Under the terms of the Merger Agreement, DentaQuest will pay merger consideration totaling $41.5 million in cash. In addition, DCP will pay a special cash dividend to the holders of DCP common shares and restricted stock units in the aggregate amount of approximately $7.7 million after retaining a stated amount of capital and surplus and reserving cash sufficient to pay the outstanding principal amount of the mortgage on DCP’s Sharonville, Ohio corporate headquarters.
Pursuant to the Merger, record holders of DCP common shares (other than "dissenting shares" as defined in the Merger Agreement) will receive for each DCP common share outstanding immediately prior to the effective time of the Merger (the “Effective Time”) total cash consideration of approximately $3,010, comprised of $2,514 payable by DentaQuest, plus a special dividend of $496 to be paid by DCP immediately prior to the Effective Time. Each DCP restricted share unit (“RSU”) will, if unvested. vest and be cancelled in exchange for the right to receive a cash payment equal to $2,514, plus the Special Dividend of $496, less any withholding taxes.

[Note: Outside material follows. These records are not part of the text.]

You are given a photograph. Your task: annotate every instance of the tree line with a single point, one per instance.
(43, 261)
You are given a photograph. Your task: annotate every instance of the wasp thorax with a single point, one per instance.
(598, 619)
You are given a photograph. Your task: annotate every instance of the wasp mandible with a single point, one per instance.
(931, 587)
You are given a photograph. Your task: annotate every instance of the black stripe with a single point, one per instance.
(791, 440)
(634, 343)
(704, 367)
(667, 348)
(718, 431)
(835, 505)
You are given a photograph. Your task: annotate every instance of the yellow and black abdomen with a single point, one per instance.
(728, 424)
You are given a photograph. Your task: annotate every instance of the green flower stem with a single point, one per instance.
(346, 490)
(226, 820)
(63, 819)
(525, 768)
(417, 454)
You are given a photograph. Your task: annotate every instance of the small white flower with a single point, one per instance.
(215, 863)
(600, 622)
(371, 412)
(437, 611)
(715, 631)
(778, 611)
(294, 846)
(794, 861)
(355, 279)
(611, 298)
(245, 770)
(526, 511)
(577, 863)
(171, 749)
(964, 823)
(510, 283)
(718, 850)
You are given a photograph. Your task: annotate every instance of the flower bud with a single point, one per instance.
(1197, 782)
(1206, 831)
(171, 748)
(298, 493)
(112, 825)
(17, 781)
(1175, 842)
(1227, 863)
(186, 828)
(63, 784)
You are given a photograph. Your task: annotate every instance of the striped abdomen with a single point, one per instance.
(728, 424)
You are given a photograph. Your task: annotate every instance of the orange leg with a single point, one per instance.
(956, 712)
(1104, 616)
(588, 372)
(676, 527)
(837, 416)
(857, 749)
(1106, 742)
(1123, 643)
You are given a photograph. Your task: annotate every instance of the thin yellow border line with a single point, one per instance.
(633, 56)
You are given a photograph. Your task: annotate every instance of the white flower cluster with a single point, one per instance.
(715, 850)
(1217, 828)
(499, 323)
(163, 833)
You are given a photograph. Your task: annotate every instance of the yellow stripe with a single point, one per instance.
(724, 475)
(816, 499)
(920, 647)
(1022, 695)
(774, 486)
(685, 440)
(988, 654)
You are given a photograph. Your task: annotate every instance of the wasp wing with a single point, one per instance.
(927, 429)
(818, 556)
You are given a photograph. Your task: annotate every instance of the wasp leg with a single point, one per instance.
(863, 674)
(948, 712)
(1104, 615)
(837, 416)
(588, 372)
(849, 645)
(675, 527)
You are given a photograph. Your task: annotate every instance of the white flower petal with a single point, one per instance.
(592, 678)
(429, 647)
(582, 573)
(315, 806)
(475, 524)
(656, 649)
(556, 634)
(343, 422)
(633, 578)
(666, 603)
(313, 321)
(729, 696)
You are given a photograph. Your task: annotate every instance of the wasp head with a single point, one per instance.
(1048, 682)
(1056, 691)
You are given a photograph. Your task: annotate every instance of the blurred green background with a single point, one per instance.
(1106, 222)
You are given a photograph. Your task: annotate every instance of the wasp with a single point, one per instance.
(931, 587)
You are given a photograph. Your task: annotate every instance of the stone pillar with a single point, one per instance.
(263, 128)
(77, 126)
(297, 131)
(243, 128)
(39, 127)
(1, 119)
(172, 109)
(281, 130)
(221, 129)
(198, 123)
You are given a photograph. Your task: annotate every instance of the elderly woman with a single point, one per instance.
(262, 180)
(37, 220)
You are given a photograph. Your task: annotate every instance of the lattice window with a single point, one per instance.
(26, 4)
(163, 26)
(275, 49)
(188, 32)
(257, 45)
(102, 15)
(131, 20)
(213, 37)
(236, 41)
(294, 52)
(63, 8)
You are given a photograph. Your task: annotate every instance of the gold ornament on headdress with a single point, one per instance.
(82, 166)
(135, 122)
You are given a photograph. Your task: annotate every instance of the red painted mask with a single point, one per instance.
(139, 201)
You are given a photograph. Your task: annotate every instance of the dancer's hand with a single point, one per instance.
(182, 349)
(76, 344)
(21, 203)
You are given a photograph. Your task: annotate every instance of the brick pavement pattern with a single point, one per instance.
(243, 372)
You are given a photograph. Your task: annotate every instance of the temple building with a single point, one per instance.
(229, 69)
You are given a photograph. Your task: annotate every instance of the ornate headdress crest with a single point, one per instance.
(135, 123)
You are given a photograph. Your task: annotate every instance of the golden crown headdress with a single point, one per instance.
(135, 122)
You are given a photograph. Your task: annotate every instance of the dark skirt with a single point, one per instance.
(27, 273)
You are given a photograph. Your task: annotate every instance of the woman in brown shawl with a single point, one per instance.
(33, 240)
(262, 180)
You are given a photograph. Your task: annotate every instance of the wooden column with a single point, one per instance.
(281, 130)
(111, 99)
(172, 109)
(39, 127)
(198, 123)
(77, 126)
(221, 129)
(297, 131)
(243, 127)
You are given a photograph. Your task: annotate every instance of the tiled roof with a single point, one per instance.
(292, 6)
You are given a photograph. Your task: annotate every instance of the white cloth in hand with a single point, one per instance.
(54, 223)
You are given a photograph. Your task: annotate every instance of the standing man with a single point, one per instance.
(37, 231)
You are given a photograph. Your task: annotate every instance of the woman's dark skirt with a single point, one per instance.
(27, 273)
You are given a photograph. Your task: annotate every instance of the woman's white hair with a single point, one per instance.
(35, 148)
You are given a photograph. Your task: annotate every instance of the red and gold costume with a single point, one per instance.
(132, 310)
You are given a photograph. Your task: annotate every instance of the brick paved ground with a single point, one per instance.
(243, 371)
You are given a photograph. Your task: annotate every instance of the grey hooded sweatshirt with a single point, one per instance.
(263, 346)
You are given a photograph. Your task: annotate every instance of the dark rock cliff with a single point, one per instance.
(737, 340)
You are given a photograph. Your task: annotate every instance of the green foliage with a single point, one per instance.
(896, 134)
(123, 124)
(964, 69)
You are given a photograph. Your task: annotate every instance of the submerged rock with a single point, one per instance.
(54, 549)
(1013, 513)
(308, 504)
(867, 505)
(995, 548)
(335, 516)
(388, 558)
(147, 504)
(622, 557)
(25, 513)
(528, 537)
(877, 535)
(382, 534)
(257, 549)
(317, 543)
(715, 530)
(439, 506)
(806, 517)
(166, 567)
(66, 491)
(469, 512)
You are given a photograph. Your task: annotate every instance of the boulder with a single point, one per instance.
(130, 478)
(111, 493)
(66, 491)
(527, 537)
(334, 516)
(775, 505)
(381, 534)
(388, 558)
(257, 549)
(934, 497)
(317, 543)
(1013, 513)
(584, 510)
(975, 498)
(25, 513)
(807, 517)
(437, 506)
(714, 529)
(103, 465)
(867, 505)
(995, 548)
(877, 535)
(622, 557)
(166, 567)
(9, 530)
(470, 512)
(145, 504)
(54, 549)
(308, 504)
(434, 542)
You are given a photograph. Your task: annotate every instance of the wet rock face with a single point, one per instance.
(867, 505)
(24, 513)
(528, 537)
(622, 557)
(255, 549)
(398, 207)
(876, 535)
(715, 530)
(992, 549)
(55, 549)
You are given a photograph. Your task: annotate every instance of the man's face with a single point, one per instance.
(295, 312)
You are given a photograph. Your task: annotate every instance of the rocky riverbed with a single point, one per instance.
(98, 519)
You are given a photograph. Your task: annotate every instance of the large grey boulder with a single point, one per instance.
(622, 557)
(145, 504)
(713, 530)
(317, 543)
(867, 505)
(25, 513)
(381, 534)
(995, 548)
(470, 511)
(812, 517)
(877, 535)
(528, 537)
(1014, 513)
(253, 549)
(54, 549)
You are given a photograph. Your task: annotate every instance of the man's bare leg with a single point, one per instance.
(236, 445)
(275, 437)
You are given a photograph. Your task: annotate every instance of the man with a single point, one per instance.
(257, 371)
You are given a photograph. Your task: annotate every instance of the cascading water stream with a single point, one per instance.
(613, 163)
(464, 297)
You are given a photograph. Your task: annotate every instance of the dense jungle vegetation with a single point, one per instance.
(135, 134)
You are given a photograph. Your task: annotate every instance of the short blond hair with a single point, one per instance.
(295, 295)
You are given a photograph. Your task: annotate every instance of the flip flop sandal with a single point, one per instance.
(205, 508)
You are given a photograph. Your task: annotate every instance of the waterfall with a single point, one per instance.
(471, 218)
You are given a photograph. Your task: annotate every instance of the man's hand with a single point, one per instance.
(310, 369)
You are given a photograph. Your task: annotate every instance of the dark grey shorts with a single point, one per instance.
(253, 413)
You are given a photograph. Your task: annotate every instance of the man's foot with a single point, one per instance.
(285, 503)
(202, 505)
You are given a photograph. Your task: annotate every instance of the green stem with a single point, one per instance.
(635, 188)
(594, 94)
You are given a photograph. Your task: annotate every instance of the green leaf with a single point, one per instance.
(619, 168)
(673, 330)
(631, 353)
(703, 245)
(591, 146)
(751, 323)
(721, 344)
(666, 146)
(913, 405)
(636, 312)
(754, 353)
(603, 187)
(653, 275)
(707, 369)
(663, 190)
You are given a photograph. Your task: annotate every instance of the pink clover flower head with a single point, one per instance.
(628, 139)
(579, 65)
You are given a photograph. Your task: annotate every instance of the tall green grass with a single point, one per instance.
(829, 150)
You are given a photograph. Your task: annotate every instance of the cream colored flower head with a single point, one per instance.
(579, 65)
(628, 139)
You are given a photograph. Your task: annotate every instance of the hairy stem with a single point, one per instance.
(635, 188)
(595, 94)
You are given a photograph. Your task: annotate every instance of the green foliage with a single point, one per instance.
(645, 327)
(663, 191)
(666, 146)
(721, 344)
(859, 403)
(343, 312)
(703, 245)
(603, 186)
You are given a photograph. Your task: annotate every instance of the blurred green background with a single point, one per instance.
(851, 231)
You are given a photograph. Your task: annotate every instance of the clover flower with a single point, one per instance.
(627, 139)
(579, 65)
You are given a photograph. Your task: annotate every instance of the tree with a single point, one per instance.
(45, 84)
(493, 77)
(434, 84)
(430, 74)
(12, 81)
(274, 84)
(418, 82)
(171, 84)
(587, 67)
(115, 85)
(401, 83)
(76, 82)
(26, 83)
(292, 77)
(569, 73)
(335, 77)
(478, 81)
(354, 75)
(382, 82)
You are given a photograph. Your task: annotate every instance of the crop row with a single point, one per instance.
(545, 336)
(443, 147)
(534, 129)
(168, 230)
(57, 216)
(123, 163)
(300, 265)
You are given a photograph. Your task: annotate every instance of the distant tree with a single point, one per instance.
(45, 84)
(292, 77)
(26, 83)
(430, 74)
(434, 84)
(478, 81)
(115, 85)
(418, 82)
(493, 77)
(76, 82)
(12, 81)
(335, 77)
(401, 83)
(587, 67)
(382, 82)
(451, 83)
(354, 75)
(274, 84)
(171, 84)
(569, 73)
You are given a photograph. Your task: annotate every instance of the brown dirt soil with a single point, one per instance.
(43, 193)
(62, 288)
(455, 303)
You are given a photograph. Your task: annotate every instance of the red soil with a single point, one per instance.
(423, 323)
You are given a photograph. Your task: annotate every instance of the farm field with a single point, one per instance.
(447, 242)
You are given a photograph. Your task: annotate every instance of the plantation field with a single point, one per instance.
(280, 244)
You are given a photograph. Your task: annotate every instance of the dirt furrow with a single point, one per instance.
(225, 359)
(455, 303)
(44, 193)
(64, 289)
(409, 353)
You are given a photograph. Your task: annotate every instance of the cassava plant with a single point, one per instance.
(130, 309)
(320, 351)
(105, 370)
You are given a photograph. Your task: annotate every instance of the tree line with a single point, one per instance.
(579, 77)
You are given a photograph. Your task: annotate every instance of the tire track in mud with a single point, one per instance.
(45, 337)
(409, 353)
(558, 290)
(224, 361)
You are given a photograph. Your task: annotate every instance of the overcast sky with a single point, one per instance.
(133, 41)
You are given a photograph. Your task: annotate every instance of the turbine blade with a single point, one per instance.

The cash payments for each DCP common share and each RSU described above are subject to adjustment as provided in the Merger Agreement based upon DCP’s working capital, indebtedness, and closing expenses immediately prior to the effective time of the Merger (the “Effective Time”).
The Boards of Directors of both DentaQuest and DCP have approved the Merger Agreement. A special meeting of the shareholders of DCP to approve the Merger will be scheduled at a later date. Consummation of the Merger is subject to approval by state insurance regulatory authorities, approval by the shareholders of DCP and certain other conditions set forth in the Merger Agreement. Assuming such approvals are timely secured, DentaQuest expects that the Merger will be completed in the second or third quarter of 2019.
The Merger Agreement provides that DentaQuest has the present intention to maintain for at least one year after closing (a) DCP’s corporate headquarters at Sharonville, Ohio and (b) the fee schedules and reimbursement rates for DCP’s proprietary HMO networks in effect immediately prior to the Effective Time, and to use commercially reasonable efforts to preserve intact DCP’s proprietary provider networks.
The Merger Agreement also contains (a) customary representations and warranties of DentaQuest and DCP, including, among others, with respect to corporate organization, capitalization, corporate authority, third party and governmental consents and approvals, financial statements, and compliance with applicable laws, (b) covenants of DCP to conduct its business in the ordinary course until the Merger is completed, (c) covenants of DCP to use reasonable efforts to preserve its business organization and assets intact and maintain its rights and franchises, and (d) covenants of DentaQuest and DCP to take, or not to take, certain actions during the term of the Merger Agreement. DCP has also agreed not to (y) solicit proposals relating to alternative business combination transactions or (z) maintain discussions concerning, or provide confidential information in connection with, any proposals for alternative business combination transactions.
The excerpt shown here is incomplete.